Renkler, şekiller, çizgiler, düz ve anlaşılır formlar… Bütün bunların bir araya gelerek hem sanat hem mimari hem de tasarımın bütün alt dallarında karşılık bulması elbette Bauhaus ile mümkün olabilirdi. Bazı kesimlerce kısa ömürlü tarihi geçmiş bir sanat okulundan ibaret görülse de günlük hayatımızı biraz incelediğimizde durumun bu şekilde olmadığını görebiliriz.
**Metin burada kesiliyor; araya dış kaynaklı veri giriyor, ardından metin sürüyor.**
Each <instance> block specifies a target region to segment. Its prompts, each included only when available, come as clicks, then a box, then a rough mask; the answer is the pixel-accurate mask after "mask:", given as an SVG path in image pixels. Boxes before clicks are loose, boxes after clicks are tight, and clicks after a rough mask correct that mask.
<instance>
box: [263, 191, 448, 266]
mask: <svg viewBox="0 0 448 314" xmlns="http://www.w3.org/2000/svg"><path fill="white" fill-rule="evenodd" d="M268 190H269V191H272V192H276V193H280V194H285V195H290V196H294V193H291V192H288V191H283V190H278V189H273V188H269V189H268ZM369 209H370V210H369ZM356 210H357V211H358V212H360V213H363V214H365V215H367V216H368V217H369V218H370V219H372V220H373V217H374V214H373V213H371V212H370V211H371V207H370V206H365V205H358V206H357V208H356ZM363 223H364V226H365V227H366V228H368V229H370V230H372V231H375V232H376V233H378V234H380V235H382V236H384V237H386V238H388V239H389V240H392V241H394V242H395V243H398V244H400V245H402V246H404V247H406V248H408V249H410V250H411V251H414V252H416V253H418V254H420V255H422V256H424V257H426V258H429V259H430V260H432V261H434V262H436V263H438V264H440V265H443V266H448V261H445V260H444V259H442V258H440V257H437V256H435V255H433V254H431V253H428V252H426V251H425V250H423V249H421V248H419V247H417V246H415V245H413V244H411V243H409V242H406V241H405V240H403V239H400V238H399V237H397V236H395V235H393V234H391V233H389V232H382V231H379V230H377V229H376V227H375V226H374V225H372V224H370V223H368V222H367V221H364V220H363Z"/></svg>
Bauhausun ayak izlerini kıyafetlerimiz, dekorasyon ürünlerimiz, yaşadığımız binalar, her gün kullandığımız ergonomik ürünler, izlediğimiz reklam filmleri, veya dikkatimizi çeken bir billboardda görmemiz çok olası. Acaba Walter Gropius bu akımın 100 yıl sonra bile popülerliğini ve etkileyiciliğini koruyacağını tahmin ediyor muydu? Bu karmaşık ve özgür okulun içinde yer alan bütün felsefi görüşler, deneyler, partiler, konstrüksyonlar, renkler, kostümler, mobilyaların iki boyutlu illüstrasyonlara geçişinde akımın bir miktar sadeleştiğini görüyoruz.
(Görsel-1 | Dawid Ryski)
1923 yılında yapılan sergiden hareketle illüstrasyon bağlamında inceleyebileceğimiz en ünlü tasarım Joost Schmidt’in tasarımı olmalı.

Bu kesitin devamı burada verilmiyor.